La procédure judiciaire suivie dans les procès de sorcellerie commence toujours, nous l’avons vu dans les articles précédents, par l’Inquisition. Il s’agit d’une enquête, de voisinage, faite à l’insu de l’intéressé, qui permet de confirmer des rumeurs, das gemeine Geschreÿ, qui l’accusent d’être une sorcière ou un maître sorcier. Le plus souvent, à la suite de cette Inquisition, la machine judiciaire se met en marche, après la découverte d’un Indicia suffisant pour justifier une incarcération, et conduira des malheureux à la mort atroce sur le bûcher.
Mais cette exécution ne marque pas la fin de la procédure : dès le lendemain, il est procédé à l’inventaire des biens, liegend und fahrend, meubles et immeubles. Un inventaire très détaillé, jusqu'à la moindre pièce de vaisselle, à l'ustensile de cuisine même rouillé, le moindre drap, les réserves de grains, de vin, etc. Des inventaires qui, par ailleurs, permettent au lecteur d'imaginer de manière plus précise le cadre de vie dans lequel évoluaient les gens de ce début de dix-septième siècle, dans une petite bourgade de l'Obermundat.
Après cet inventaire très détaillé des biens, il est procédé à leur estimation : il s’agit d’abord de déduire de la succession tous les frais occasionnés par la détention (nourriture, éclairage, salaire et nourriture des gardiens), les honoraires des juges, les appointements du bourreau et de ses aides, ainsi que les frais de bois, de chaînes, d’échelles, etc. lors de l’exécution sur le bûcher. Les archives ont conservé ces états de frais et les petites Zedel, les notes rédigées par les artisans, les aubergistes et les divers "fournisseurs"…
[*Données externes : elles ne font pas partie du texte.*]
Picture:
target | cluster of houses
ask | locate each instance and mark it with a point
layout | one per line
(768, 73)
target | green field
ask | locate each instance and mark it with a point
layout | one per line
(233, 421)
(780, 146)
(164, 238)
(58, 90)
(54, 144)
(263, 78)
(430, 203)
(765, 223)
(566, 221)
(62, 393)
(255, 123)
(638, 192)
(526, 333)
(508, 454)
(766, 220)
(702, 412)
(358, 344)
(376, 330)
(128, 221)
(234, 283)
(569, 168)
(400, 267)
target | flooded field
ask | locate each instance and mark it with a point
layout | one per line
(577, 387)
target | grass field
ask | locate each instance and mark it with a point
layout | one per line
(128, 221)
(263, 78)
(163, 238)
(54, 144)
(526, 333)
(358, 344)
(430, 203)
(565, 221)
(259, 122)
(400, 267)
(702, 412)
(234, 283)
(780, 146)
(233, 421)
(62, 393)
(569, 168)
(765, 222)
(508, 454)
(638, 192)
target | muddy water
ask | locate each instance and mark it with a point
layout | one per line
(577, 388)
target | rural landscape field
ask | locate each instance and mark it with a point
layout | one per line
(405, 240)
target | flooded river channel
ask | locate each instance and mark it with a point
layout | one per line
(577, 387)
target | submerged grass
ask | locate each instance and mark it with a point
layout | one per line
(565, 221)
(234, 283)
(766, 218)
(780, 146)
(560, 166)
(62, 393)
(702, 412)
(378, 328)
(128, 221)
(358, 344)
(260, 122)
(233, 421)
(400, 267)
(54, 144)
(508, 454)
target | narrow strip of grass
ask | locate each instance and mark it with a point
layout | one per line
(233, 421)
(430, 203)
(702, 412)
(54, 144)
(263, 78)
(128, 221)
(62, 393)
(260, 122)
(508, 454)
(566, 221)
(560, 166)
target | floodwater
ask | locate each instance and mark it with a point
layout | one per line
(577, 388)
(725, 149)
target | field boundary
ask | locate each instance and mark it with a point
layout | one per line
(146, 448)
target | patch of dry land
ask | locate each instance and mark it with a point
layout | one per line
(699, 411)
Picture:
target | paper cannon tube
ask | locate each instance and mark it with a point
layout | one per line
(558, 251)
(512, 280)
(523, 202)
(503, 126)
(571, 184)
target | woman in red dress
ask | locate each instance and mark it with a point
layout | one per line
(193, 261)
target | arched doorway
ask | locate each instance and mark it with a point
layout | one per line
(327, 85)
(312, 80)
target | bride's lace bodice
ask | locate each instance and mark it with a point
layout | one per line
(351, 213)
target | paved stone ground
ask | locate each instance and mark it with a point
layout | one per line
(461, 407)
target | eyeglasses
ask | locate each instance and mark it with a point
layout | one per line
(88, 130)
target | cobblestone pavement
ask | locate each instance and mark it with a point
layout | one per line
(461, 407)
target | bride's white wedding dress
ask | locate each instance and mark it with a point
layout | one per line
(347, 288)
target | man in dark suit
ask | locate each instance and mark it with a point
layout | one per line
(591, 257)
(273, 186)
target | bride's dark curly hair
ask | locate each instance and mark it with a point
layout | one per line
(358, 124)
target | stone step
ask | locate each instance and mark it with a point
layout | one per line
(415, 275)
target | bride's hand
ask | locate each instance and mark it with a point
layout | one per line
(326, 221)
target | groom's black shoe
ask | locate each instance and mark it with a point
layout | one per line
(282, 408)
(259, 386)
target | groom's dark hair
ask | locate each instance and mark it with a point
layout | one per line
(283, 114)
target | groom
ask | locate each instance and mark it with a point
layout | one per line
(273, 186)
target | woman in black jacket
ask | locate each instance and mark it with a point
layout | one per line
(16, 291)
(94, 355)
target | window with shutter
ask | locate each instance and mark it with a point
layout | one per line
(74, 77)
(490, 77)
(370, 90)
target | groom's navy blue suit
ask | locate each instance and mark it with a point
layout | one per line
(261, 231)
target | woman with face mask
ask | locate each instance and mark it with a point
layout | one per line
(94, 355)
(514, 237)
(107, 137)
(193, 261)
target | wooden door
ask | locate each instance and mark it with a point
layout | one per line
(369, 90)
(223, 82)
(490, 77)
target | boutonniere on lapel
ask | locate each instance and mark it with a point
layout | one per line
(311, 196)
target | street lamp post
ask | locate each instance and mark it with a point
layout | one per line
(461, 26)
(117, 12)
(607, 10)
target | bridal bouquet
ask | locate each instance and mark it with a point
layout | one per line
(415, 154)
Participent à cet inventaire et estimation les officiers du bailliage, dont le receveur et le greffier, le Schultheiss, des conseillers du Magistrat… qui, leur mission accomplie se retrouvent autour d’une table d’auberge, dont la note s’additionne bien entendu à toutes les autres notes de frais. Rien n'est oublié, même l'avoine et la litière des chevaux des juges venus de Guebwiller ou de Murbach font l'objet d'un Zedel détaillé...
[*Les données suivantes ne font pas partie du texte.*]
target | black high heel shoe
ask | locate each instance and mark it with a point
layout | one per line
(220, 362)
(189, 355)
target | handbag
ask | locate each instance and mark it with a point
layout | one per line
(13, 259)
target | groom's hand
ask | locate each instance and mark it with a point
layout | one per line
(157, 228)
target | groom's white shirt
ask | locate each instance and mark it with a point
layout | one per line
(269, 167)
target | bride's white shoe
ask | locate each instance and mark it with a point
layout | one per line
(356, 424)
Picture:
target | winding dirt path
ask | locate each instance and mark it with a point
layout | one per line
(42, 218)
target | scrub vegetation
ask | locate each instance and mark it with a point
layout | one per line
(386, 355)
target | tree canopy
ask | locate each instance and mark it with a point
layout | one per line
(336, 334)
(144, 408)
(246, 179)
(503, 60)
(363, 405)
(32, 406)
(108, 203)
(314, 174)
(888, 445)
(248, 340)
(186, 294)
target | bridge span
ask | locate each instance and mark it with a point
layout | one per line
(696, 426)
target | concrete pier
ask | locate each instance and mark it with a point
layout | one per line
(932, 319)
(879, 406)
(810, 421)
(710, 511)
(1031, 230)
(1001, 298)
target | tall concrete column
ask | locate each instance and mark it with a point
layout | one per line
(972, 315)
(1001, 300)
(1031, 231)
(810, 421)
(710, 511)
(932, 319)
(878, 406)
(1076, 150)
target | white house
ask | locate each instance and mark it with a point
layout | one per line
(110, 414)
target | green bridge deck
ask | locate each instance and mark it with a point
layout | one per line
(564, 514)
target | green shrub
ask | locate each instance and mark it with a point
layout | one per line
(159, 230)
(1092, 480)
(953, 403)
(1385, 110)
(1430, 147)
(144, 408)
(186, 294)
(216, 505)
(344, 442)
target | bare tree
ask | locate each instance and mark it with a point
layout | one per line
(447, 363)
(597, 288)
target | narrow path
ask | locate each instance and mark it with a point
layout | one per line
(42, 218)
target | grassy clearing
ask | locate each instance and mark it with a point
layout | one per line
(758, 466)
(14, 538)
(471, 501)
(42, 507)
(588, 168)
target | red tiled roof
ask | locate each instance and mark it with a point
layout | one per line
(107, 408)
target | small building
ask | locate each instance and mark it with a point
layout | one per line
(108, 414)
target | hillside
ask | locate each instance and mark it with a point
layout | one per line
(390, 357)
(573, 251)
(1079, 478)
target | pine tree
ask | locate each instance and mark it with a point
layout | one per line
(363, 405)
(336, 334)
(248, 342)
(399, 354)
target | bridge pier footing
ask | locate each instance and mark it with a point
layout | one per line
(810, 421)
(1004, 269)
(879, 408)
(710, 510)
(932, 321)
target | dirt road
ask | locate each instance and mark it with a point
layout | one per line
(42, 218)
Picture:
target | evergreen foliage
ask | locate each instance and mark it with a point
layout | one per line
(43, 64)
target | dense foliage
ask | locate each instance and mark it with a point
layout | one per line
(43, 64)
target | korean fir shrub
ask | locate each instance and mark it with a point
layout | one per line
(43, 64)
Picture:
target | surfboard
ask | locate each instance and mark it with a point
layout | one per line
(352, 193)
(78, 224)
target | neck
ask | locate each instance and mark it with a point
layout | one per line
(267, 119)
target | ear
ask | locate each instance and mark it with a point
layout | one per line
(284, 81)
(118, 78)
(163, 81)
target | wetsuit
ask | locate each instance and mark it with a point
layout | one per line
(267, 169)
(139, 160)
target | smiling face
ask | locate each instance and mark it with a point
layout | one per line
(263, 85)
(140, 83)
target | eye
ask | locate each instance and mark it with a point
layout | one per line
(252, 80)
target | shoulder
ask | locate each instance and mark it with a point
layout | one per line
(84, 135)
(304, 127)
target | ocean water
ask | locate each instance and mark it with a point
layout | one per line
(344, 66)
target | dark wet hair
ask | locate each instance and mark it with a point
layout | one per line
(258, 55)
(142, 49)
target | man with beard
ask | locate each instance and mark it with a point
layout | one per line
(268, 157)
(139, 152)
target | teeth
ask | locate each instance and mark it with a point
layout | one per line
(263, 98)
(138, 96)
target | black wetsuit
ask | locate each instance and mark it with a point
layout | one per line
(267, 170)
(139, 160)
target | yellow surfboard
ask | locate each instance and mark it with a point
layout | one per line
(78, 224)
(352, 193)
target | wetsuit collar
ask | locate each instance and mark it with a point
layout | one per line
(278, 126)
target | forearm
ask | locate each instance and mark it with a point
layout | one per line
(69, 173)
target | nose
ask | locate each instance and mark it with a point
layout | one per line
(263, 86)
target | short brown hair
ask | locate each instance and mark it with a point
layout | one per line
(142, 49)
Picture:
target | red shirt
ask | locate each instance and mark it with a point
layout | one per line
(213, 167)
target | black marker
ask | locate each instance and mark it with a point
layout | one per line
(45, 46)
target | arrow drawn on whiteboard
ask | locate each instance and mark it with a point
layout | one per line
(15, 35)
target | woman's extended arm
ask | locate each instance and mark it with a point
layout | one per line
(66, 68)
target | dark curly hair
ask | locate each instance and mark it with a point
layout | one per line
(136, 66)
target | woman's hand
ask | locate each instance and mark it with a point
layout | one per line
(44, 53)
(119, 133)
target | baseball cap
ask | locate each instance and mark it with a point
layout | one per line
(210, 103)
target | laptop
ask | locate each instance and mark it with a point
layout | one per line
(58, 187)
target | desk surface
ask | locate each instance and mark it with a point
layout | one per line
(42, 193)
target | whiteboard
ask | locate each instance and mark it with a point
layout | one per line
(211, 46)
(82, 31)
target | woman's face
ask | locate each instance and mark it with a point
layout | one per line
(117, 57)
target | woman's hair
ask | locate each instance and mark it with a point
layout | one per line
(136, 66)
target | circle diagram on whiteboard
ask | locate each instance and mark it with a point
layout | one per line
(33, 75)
Une fois le bien évalué et les frais déduits, de savants calculs permettent de fixer la part qui revient au Fiscus. S‘ensuivent des suppliques et des procédures interminables intentées le lendemain même de l’exécution par les familles, maris, enfants... qui tentent de préserver la part qu’ils estiment leur revenir.
Toujours est-il qu’il s’agit là d’un revenu, non négligeable, qui tombe dans les caisses du prince-évêque de l’Obermundat. De là à penser qu’on « choisissait » les victimes des procès de sorcellerie en fonction de leur patrimoine, il n’y a qu’un pas, qu’il faut pourtant éviter de franchir : le lecteur lira sur l’état qui suit trois fois la mention « nichts », c’est-à-dire rien, ce qui veut dire qu’une fois les frais déduits, il ne reste rien ! Pour d’autres, par contre, l’opération s’est avéré « rentable » : 6000 livres et 8200 livres sont des sommes considérables!
Cet état est un récapitulatif des sommes encaissées par le fisc à la suite de procès criminels en 1631 : 17 personnes pour une seule année, 14 femmes et 3 hommes ! On retrouvera dans cette liste Margaretha SCHÖNHOLZERin d’Eguisheim, à laquelle nous avons précédemment consacré un article sur obermundat.org.
1631 Einamb Recess A.M.R. FF 12 (compte des recettes)
- Veronica SIMMERLERin die alte Schlosserin: 145 livres
- Magdalena KRIEG, épouse Martin LINCKH der Haffner: 105 livres
- Maria SCHLOSSERin die Hebam von Eguisheim: nichts
- Hans WISSMAT: 6001 livres
- Georg MILLER, ausgerissen, évadé de la prison: 879 livres
- Christina SIGLERin: 1756 livres
- Christina ECKHARTerin, die alt Marschalkherin: nichts
- die hingerichte Margaretha SCHÖNHOLZERin, épouse de Joachim HABER d’Eguisheim : 106 livres
- Anna, l’épouse de Lienhart ECKHART, décédée en prison: ?
- die justifizierte Anna HEITLEIFFERin, épouse Jacob WINTER: nichts
- die hingerichte Maria WEINGANT, die KLEINerin genant : 295 livres
- der hingerichten Hans MÖGLIN, gewesten Marbach Meyer de Gundolsheim: 8229 livres
- die justifizierte Magdalena ZIMMERMANNin, épouse Melchior HUCKH: 1014 livres
- die hingerichte Christina BIEBERin épouse Roman MARTIN de Soultz: 523 livres
- die hingerichte Anna JETTERlin, épouse Michael KRAUT de Soultz: ?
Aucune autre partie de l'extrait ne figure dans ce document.